Title: Karma
Description: "Just because Chromie is a time-seeing dragon doesn't mean she always gets second chances."
Notes1: The only reason I wrote this chapter was because a certain somebody assumed in his review that I put this story on hold for him because I was waiting for him to comment on it. Uh...no. You're dead wrong. Let me tell you guys and gals one thing: I didn't put this on hold for you. I didn't put this on hold for him, either. It was put on hold because I have this thing called A JOB, and at this job, for this week and next, half those days I'm going to be putting in a total of thirty-six hours. I should and DO NOT want to have to resort to posting my schedule on my profile just so that certain somebody or unspoken parties wonder where the hell I've been to. Another reason this was put on hold was because I was working on OTHER STORIES. FOUR OF THEM, if anybody's keeping count. There are also other, longer stories that I plan to get back to in the near future. But, yeah, I'm a busy person. I don't put shit on hold just so you can walk in here and say "Oh, are you doing this for me?" No. I'm not. And you're pretty damn arrogant if you think that's the case.
Notes2: And that other chapter I've mentioned in specific reviews?

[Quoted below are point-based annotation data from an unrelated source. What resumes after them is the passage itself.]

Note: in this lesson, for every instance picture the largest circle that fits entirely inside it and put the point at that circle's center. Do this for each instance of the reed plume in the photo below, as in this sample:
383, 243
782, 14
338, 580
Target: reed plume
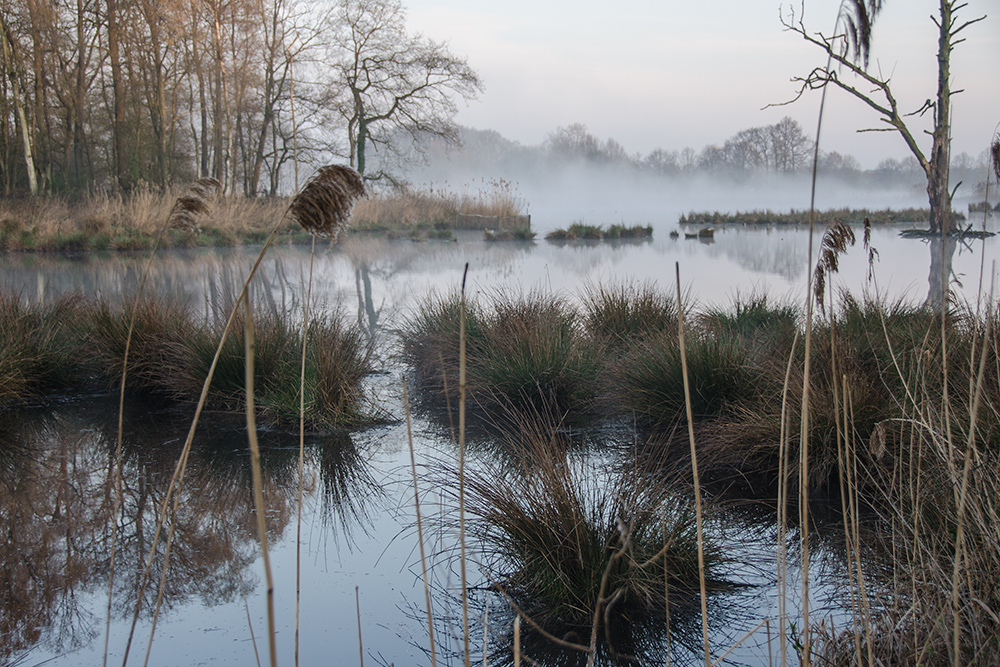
191, 204
995, 153
324, 204
836, 240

Congratulations, you guys are going to wait for it - and future installments - until I find the time during my schedule to get it finished and uploaded. I write when I want. I'm not your bitch. Are we clear on that? I had better hope we are, or we're going to have problems.
Notes3: If this offends anyone in the slightest...I'm kind of sorry, but I need to get this point across, and if I have to be a bitch about it to make it crystal clear then you can bet I will. I have a life, too, you know. I don't always write. I have other hobbies than just this.


"TAKE HEED, MORTALS! I SHALL ARRIVE SOON, WITH THE DEMON LORD CLOSE BEHIND."

"Darkness, he just fell not even two minutes ago, and he's already back?" Sylvanas complained, shielding her eyes against the sunlight crowning the peak of the sky. It sat at its apex, between the radiant blue of the High Heavens and the apocalyptic, crimson nightmare of the Burning Hells. "It's not like they do much damage to each other, anyway. They can take the time to recuperate."

"Time means nothing to an immortal," said Chromie, limping up behind her. She was missing an arm from having it hacked off by the Butcher, pulled a hamstring doing some impossible acrobatic trying to avoid Li-Ming's magic missiles, and one of her hair buns had been lopped by Sonya's blades, but she was still smiling, either uncaring of the pain going through her conjured form or, perhaps because it came from being a dragon, not feeling it at all as a mortal would. "Just imagine that somewhere, out in the Realm of Shadows, it's taking them hundreds of thousands of years to reform their basic constitution in a matter of real-world seconds. Only to, you know, getting slaughtered by five people from across the cosmos. The League's gotta reward us little folk with something for our troubles. It'd be a bloodbath if they weren't handicapped."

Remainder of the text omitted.